"En tiempos de cambios profundos, los que saben aprender heredarán la tierra, en tanto que los que creen saberlo todo se encontrarán bellamente dotados para manejar un mundo que ya no existe más."
Eric Hoffer.
Se agotó el
concepto de enseñanza tal cual se ha concebido en los últimos siglos, de la
misma forma que en su momento se agotaron algunas fuentes de energía o,
sencillamente, dejaron de tener vigencia o utilidad tras alguna de las
revoluciones que provocaron determinadas transformaciones. Muchos de los paradigmas que terminaron por imponerse en algún momento
contaron con la resistencia, incluso la negación y la oposición, de cuantos se
sentían desconcertados por la espiral con la que nos envuelven los cambios no
decididos.
Sea como
fuere, el cambio se trata de una realidad, un hecho tan controvertido como
incontestable. El entorno donde se juega el aprendizaje de la persona ya no
depende –si alguna vez lo hizo- de la decisión de los educadores, de los padres,
de la familia, de los profesores… El
mundo referencial para el niño y el joven se ha dimensionado exponencialmente,
y la incidencia de las estructuras tradicionales resulta –como siempre-
fundamental y necesaria, pero no podemos
seguir negando la nueva configuración e incidencia del entorno de aprendizaje
que se abre paso.
El paso de la
escuela del contenido a la escuela de la experiencia y la iniciativa no sólo
está disolviendo la delimitada frontera que existía entre la enseñanza y el
aprendizaje, también entre educadores y educandos, sino que genera esa necesaria y preciada incertidumbre por
la que suelen dar comienzo las mejores aventuras, también las educativas.

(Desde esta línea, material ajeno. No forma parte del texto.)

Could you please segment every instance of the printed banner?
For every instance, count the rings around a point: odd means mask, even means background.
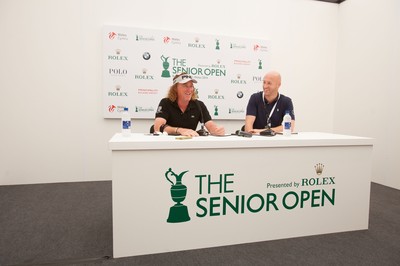
[[[103,114],[153,119],[181,72],[192,75],[211,117],[244,119],[250,95],[262,90],[269,42],[176,31],[104,26]]]
[[[114,257],[368,228],[372,147],[161,146],[113,151]]]

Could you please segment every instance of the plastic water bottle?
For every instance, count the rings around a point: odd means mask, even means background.
[[[128,112],[128,107],[124,107],[124,111],[122,112],[121,126],[122,126],[122,136],[130,137],[131,136],[131,117]]]
[[[291,125],[292,125],[292,117],[290,116],[289,111],[286,111],[282,121],[284,136],[290,136],[292,134],[292,131],[290,129]]]

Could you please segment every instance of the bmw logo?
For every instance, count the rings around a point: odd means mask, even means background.
[[[144,52],[144,53],[143,53],[143,59],[144,59],[144,60],[149,60],[150,57],[151,57],[151,55],[150,55],[149,52]]]
[[[243,92],[242,91],[238,91],[238,93],[236,94],[236,96],[241,99],[243,98]]]

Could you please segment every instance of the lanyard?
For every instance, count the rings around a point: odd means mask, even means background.
[[[262,95],[262,97],[263,97],[264,106],[265,106],[265,97],[264,97],[264,92],[263,92],[263,95]],[[278,99],[276,100],[276,102],[275,102],[274,106],[272,107],[272,109],[271,109],[271,112],[269,112],[269,114],[268,114],[268,117],[267,117],[267,125],[268,125],[268,127],[271,127],[271,121],[270,121],[270,118],[271,118],[272,114],[273,114],[273,113],[274,113],[274,111],[275,111],[276,104],[278,103],[278,101],[279,101],[279,98],[280,98],[280,97],[281,97],[281,94],[280,94],[280,93],[278,93]]]

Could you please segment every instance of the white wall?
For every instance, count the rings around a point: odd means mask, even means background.
[[[338,12],[312,0],[0,0],[0,185],[111,179],[104,24],[268,39],[297,129],[332,132]]]
[[[400,189],[400,1],[339,9],[334,131],[375,138],[373,181]]]

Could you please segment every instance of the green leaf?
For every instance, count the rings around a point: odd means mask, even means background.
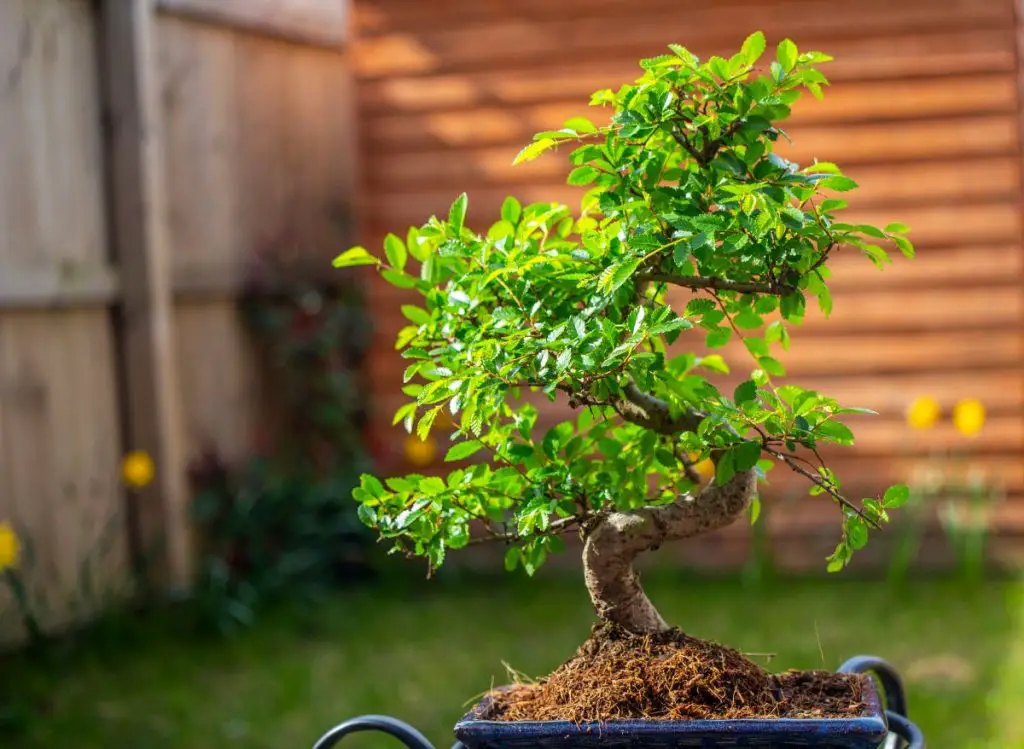
[[[614,293],[622,284],[626,283],[640,266],[640,258],[630,258],[615,265],[609,265],[601,272],[597,281],[597,288],[605,294]]]
[[[335,268],[352,268],[356,265],[380,265],[380,260],[367,252],[365,247],[353,247],[334,258],[331,265]]]
[[[736,450],[727,450],[718,459],[715,466],[715,483],[724,486],[733,476],[736,475]]]
[[[672,454],[672,451],[667,450],[664,447],[659,447],[654,451],[654,458],[665,466],[665,468],[675,468],[679,465],[679,461],[676,459],[676,456]]]
[[[430,254],[430,247],[424,241],[424,238],[420,237],[419,230],[415,226],[410,226],[409,231],[406,232],[405,248],[409,251],[410,255],[421,263]]]
[[[519,566],[519,560],[522,557],[518,546],[509,546],[505,550],[505,570],[511,572]]]
[[[519,204],[519,201],[509,195],[505,198],[505,202],[501,204],[501,218],[504,221],[508,221],[512,226],[516,226],[519,223],[519,217],[523,215],[523,207]]]
[[[384,484],[380,479],[370,473],[364,473],[359,477],[359,485],[374,499],[384,496]]]
[[[403,478],[390,478],[385,482],[388,485],[388,489],[393,492],[414,492],[416,491],[416,484],[409,481],[409,479]]]
[[[452,445],[448,450],[448,453],[444,456],[446,463],[453,463],[456,460],[465,460],[470,455],[473,455],[484,447],[480,440],[469,440],[468,442],[457,442]]]
[[[755,494],[754,498],[750,500],[750,524],[754,525],[759,517],[761,517],[761,498]]]
[[[733,400],[736,401],[736,405],[752,401],[757,398],[757,385],[753,380],[745,380],[736,386],[736,391],[733,393]]]
[[[785,72],[791,71],[796,66],[796,60],[799,56],[796,45],[790,39],[783,39],[779,42],[778,47],[778,58],[779,65]]]
[[[854,549],[863,549],[867,546],[868,527],[861,518],[854,516],[847,520],[846,540]]]
[[[437,415],[441,413],[442,408],[444,408],[443,405],[434,406],[432,409],[423,414],[423,417],[420,419],[420,423],[416,425],[417,437],[419,437],[421,440],[425,440],[427,438],[427,435],[430,434],[430,427],[433,426],[434,420],[437,419]]]
[[[753,65],[764,54],[765,46],[764,32],[755,31],[744,40],[740,56],[747,65]]]
[[[853,444],[853,432],[850,431],[850,427],[846,426],[839,421],[823,421],[814,428],[818,434],[828,437],[833,442],[840,445],[852,445]]]
[[[405,271],[386,268],[380,272],[380,277],[398,289],[415,289],[417,281]]]
[[[885,495],[882,497],[882,507],[896,509],[905,505],[908,499],[910,499],[910,487],[906,484],[895,484],[885,490]]]
[[[708,348],[721,348],[732,338],[732,328],[715,328],[704,339],[704,345]]]
[[[756,330],[764,325],[764,320],[761,319],[761,316],[750,310],[740,312],[733,318],[733,322],[736,323],[737,328],[742,328],[743,330]]]
[[[829,190],[835,190],[836,192],[849,192],[857,187],[857,183],[852,179],[839,175],[836,175],[835,177],[826,177],[818,184]]]
[[[757,460],[761,457],[761,443],[741,442],[729,452],[734,453],[733,463],[737,471],[749,471],[757,465]]]
[[[417,325],[426,325],[430,322],[430,313],[414,304],[403,304],[402,314],[406,316],[409,322],[416,323]]]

De este modo, el educador que vive y
construye en este nuevo entorno de aprendizaje desarrolla unas competencias muy alejadas del estereotipado dispensador
de contenido.
1. El educador impulsa a valorar. Se trata de
ganar la relación educativa desde la razón, el diálogo abierto, la
participación. Así, la aproximación a la
propia persona se convierte en un elemento indispensable, generando algo tan
potenciador como la construcción de la conciencia de sí y la toma de conciencia
del entorno en el que nos desenvolvemos.
2. El educador ayuda a aprender. Se refiere a
ganar la relación educativa desde el gusto por el descubrimiento y el
aprendizaje. La relevancia del docente no se basa en el dominio exquisito de
unos contenidos; ya existen grandes expendedores de contenido y conocimiento a
un clic de distancia. La habilidad para sostener esa experiencia de
aprendizaje, para mantener la capacidad de asombro ante los descubrimientos
resulta decisiva.
3. El educador alienta a pensar. Se trata de
ganar la relación desde la libertad. El juicio crítico y creativo se forma
desde los primeros años; se puede fomentar, incentivar y premiar la aportación
de soluciones distintas a los mimos planteamientos. Pero, sobre todo, se puede
generar un hábito principal para la persona a lo largo de toda su vida: el
pensamiento, y con él, la perspectiva.
4. El educador enseña a amar. Se refiere a
ganar la relación desde el afecto, las emociones. Quien tiene el corazón de la
persona lo tiene todo. Aprender a amarse para amar apasionadamente la realidad
que se descubre, se vive, se experimenta y se transforma. El desarrollo de la
persona va asociado a su equilibrio personal y el equilibrio con que incorpora
la vida, el conocimiento, la experiencia, las relaciones… Aprender a querer es
principio y motor; lo emocional impacta hacia dentro y hacia fuera. Nos cambia
el amor y provocamos cambios por amor.
Después de todo, desde la
antigüedad clásica se ha tenido la lúcida convicción de que la autoridad no se impone, más bien se concede. Poco más y poco menos, como
educadores, que mostrarnos dispuestos a
acompañar procesos, sugerir caminos, apuntar horizontes y generar esa confianza
necesaria donde el aprendizaje es experiencia, una hermosa suerte de
interacción en medio de entornos abiertos y cambiantes donde todos ganan.